I am trying to scrape information from google scholar web page:

https://scholar.google.com/citations?view_op=search_authors&hl=en&mauthors=label:materials_science

library(rvest)

htmlfile<-"https://scholar.google.com/citations?view_op=search_authors&hl=en&mauthors=label:materials_science"

g_interest<- read_html(htmlfile) %>% html_nodes("div.gsc_oai_int") %>% html_text()

I got the following result:

 [1] "Quantum Chemistry Electronic Structure Condensed Matter Physics Materials Science Nanotechnology "                   
 [2] "density functional theory first principles calculations many body theory condensed matter physics materials science "
 [3] "chemistry materials science physics nanotechnology "                                                                 
 [4] "Materials Science Nanotechnology Chemistry Physics "                                                                 
 [5] "Physics Theoretical Physics Condensed Matter Theory Materials Science Nanoscience "                                  
 [6] "Materials Science Quantum Chemistry Fiber Optic Sensors Geophysics "                                                 
 [7] "Chemical Physics Condensed Matter Materials Science Magnetic Properties NMR "                                        
 [8] "Materials Science "                                                                                                  
 [9] "Materials Science Physics "                                                                                          
[10] "Physics Materials Science Theoretical Physics Nanoscience "                                                          
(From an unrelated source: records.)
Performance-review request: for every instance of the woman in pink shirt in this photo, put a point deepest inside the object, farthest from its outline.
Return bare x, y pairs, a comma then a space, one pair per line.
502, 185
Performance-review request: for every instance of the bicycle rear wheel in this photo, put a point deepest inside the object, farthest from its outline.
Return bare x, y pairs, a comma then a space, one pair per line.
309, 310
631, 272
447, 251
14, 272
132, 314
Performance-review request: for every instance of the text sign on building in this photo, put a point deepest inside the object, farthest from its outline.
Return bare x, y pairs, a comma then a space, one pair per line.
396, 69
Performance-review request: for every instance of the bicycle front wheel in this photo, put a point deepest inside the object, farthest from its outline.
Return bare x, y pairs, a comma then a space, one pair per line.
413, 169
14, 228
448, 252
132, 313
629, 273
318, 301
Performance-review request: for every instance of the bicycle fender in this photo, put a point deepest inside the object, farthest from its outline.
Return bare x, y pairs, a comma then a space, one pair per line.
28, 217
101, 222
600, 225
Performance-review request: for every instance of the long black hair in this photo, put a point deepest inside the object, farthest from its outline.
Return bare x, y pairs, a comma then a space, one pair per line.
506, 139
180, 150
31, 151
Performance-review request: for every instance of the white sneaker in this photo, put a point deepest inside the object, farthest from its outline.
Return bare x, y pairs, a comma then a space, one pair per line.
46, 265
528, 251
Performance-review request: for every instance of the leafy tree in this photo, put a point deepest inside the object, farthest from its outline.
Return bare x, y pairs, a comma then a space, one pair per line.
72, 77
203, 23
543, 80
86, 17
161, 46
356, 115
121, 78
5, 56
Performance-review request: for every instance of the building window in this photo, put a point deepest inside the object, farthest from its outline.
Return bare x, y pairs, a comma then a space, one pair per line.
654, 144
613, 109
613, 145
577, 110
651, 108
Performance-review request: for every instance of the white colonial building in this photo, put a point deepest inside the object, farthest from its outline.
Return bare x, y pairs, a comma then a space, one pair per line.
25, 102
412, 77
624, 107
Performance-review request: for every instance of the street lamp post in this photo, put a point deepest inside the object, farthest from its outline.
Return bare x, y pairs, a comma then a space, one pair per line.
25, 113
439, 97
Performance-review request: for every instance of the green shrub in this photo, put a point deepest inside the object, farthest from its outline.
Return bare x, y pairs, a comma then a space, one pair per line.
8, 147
However, I would like to get the results like:

[1]"Quantum Chemistry; Electronic Structure;Condensed Matter Physics; Materials Science; Nanotechnology " 
......

Any suggestions how to separate the results with ";"?


Solution

  • You can make use of purrr and stringr packages, extract all nodes first and concatenate individual ones.

    library(rvest)
    library(purrr)
    library(stringr)
    
    htmlfile<-"https://scholar.google.com/citations?view_op=search_authors&hl=en&mauthors=label:materials_science"
    
    content_nodes<- read_html(htmlfile) %>% html_nodes("div.gsc_oai_int")
    
    map_chr(content_nodes,~.x %>%
            html_nodes(".gsc_oai_one_int") %>%
            html_text() %>%
            str_c(collapse = ";"))
    

    result:

    [1] "Quantum Chemistry;Electronic Structure;Condensed Matter Physics;Materials Science;Nanotechnology"                   
    [2] "density functional theory;first principles calculations;many body theory;condensed matter physics;materials science"
    [3] "chemistry;materials science;physics;nanotechnology"                                                                 
    [4] "Materials Science;Nanotechnology;Chemistry;Physics"                                                                 
    [5] "Physics;Theoretical Physics;Condensed Matter Theory;Materials Science;Nanoscience"                                  
    [6] "Materials Science;Quantum Chemistry;Fiber Optic Sensors;Geophysics"                                                 
    [7] "Chemical Physics;Condensed Matter;Materials Science;Magnetic Properties;NMR"                                        
    [8] "Materials Science"                                                                                                  
    [9] "Materials Science;Physics"                                                                                          
    [10] "Physics;Materials Science;Theoretical Physics;Nanoscience"